La nuit, les chasseurs
En 2003, le monde de la littérature indonésienne est ébranlée par la publication d'un livre assez singulier, "Jakarta Undercover" par Moamar Emka, qui a passé des mois à écumer boîtes de nuit et autres maisons closes pour faire un compte(rendu détaillé de la "ville de débauchés" dans la capitale indonésienne. 200.000 copies en ont officiellement vendus dans les premiers mois suivant la sortie de ce recueil sulfureux et le succès a entraîné la publication d'une séquelle depuis.
En fait, le livre ne vaut pas sa réputation sulfureuse. Assez chaste dans ses descriptions, il garde un œil singulièrement détaché et distant, voire même dédaigneux, comme pour se protéger et se trouver des fausses excuses pour ne serait-ce qu'imaginé écrire un tel livre et faire "des recherches" pour les besoins de l'écriture. A aucun moment, Emka n'a tenté de se rapprocher des femmes exploitées – ou du moins pas officiellement et ne leur a-t-il pas donné la parole pour recueillir leurs témoignages et sentiments par rapport à leur travail exercé.

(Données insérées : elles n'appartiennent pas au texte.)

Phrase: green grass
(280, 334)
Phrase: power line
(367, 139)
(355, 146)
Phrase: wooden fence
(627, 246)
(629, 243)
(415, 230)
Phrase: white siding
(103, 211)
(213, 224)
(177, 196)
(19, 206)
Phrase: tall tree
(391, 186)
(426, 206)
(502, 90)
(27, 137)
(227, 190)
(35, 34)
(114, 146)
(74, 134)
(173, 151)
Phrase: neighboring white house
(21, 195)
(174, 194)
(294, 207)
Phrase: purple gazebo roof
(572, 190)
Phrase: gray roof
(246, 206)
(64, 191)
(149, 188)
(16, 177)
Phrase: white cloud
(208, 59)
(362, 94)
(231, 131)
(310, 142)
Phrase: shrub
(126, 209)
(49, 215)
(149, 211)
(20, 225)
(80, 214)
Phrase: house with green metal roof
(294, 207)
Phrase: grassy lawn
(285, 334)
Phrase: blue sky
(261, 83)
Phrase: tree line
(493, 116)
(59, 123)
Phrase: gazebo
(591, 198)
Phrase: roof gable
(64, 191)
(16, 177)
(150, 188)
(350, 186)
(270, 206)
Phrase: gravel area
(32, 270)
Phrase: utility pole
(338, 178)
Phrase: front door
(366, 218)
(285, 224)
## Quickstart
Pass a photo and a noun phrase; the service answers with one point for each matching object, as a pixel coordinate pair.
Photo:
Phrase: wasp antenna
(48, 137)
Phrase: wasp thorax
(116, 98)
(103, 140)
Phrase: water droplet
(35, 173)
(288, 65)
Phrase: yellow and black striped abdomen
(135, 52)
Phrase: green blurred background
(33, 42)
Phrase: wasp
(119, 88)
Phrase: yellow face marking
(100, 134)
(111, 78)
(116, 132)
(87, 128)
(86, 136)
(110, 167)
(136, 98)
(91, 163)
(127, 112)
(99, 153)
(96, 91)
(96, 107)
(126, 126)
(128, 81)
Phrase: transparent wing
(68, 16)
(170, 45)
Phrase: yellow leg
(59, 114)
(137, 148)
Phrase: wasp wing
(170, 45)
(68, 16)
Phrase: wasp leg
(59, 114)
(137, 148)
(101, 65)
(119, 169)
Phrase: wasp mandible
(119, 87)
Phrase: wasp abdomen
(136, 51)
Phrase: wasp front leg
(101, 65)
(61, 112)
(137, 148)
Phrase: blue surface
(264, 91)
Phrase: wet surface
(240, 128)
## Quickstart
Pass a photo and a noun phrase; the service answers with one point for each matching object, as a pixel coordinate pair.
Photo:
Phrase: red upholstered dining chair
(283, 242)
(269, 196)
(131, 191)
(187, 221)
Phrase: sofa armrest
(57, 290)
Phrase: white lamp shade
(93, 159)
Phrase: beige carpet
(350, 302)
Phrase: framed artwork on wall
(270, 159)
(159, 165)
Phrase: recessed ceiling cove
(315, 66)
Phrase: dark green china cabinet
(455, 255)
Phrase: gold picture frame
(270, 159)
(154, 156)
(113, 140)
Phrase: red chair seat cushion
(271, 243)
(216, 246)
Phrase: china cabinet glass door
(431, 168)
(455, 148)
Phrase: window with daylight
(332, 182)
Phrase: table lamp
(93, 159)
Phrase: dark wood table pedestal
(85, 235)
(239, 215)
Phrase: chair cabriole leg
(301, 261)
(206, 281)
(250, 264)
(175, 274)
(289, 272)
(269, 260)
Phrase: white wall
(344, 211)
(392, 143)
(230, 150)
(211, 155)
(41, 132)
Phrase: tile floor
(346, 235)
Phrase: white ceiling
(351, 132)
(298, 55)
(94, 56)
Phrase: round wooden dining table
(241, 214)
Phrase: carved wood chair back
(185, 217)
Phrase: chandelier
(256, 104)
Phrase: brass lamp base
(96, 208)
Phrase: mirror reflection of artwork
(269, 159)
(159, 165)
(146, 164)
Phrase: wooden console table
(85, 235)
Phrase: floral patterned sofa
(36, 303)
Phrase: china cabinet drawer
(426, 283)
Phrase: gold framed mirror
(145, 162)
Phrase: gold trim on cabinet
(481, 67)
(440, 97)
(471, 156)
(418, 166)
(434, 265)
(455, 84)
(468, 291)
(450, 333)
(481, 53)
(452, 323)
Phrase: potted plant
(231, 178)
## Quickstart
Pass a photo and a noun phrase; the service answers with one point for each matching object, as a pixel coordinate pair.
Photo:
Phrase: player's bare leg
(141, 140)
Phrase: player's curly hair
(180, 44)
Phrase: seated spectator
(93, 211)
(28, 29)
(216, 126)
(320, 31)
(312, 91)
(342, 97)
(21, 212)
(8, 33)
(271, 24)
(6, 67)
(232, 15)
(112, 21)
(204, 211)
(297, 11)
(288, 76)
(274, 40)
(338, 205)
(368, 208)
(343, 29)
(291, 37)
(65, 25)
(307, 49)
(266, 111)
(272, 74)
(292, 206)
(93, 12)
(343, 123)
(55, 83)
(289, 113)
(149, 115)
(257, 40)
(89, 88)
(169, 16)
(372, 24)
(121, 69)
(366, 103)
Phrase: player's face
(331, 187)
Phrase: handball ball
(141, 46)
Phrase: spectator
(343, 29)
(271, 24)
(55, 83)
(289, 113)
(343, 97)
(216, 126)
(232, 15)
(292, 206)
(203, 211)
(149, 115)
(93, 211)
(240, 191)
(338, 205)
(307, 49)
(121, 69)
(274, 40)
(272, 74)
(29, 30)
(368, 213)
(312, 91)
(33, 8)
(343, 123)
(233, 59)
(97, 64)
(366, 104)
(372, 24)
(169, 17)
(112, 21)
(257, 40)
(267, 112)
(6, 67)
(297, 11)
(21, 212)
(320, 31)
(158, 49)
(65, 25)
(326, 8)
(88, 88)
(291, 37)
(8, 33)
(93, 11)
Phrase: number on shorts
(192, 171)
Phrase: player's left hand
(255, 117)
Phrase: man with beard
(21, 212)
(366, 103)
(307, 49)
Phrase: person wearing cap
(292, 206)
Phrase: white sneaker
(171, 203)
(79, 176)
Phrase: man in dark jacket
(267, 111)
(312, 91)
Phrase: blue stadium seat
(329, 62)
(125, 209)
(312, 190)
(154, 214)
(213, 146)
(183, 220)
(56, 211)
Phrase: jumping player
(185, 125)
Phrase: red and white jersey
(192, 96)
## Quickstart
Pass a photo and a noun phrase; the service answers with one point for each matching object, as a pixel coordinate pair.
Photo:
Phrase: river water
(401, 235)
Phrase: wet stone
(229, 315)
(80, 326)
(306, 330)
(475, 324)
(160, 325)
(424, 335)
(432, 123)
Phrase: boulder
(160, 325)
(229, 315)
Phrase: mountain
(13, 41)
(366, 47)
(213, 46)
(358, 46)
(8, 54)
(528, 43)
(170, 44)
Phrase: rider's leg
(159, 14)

De ce livre, le réalisateur et parfois acteur Joko Anwar a tiré une histoire, très librement adaptée d'une stripteaseuse, qui va devenir la proie du fils d'un politicien, qui a assassiné (accidentellement) une prostitue dans le club de nuit où travaille la femme. Une folle course-poursuite va s'ensuivre dans les rues de Jakarta.
Ce qui promet une course-poursuite haletante dans l'oppressante capitale indonésienne s'avère finalement un sacré pétard mouillé, même pas au niveau des nombreux téléfilms américains à avoir pu exploiter un postulat similaire. La description du milieu des stripteaseuses est incroyablement superficielle (des go go danseuses se trémoussant lascivement sur de la techno en début de métrage), les personnages stéréotypés (la belle Luna Maya n'est absolument pas crédible en stripteaseuse / prostituée effrontée et ses amis travestis sont des pures caricatures) et toute la mise en place est finalement très éloignée du roman d'origine.
S'ensuit rapidement la course-poursuite à proprement parler. Qui dit course-poursuite, dit rythme soutenu, découpage travaillé et ciselé et suspense quant à en connaître l'issue…Que des qualités, dont ne dispose absolument pas l'ancien clippeur-devenu-réalisateur Lance. Il confond vitesse avec précipitation, découpage avec un montage cut. En fait, nourri par les récentes séries américaines du style de "24 heures" ou "The Shield", il décide de filmer caméra à l'épaule, dans la précipitation, poru donner un sentiment de précipitation; mais jamais sa mise en scène ne colle avec la notion d'urgence effectivement éprouvée par l'intrigue. La belle héroïne court, filmée par des plans STATIQUES (pas de notion de vitesse, ni de précipitation), souvent de loin (aucun sentiment d'oppression par le cadre, du sentiment, que le piège pourrait se refermer sur elle) et de manière singulièrement détachée. Les lieux sont horriblement communs et ne témoignent pas non plus de al terrible descente aux enfers, que l'on aurait aimé voir à l'écran ou même de la notion de "Undercover", de vouloir se "cacher" dans els ruelles sombres et étroites de al capitale…Et ce n'est pourtant pas les lieux originaux, qui manquent dans Jakarta.
Bref, le réalisateur rate totalement le genre même de son film sur une histoire certes un peu paresseuse et tirée par els cheveux, mais dont on imagine, que Joko Anwar aurait su tirer une histoire autrement plus haletante. Un ratage en puissance pour un sujet en or.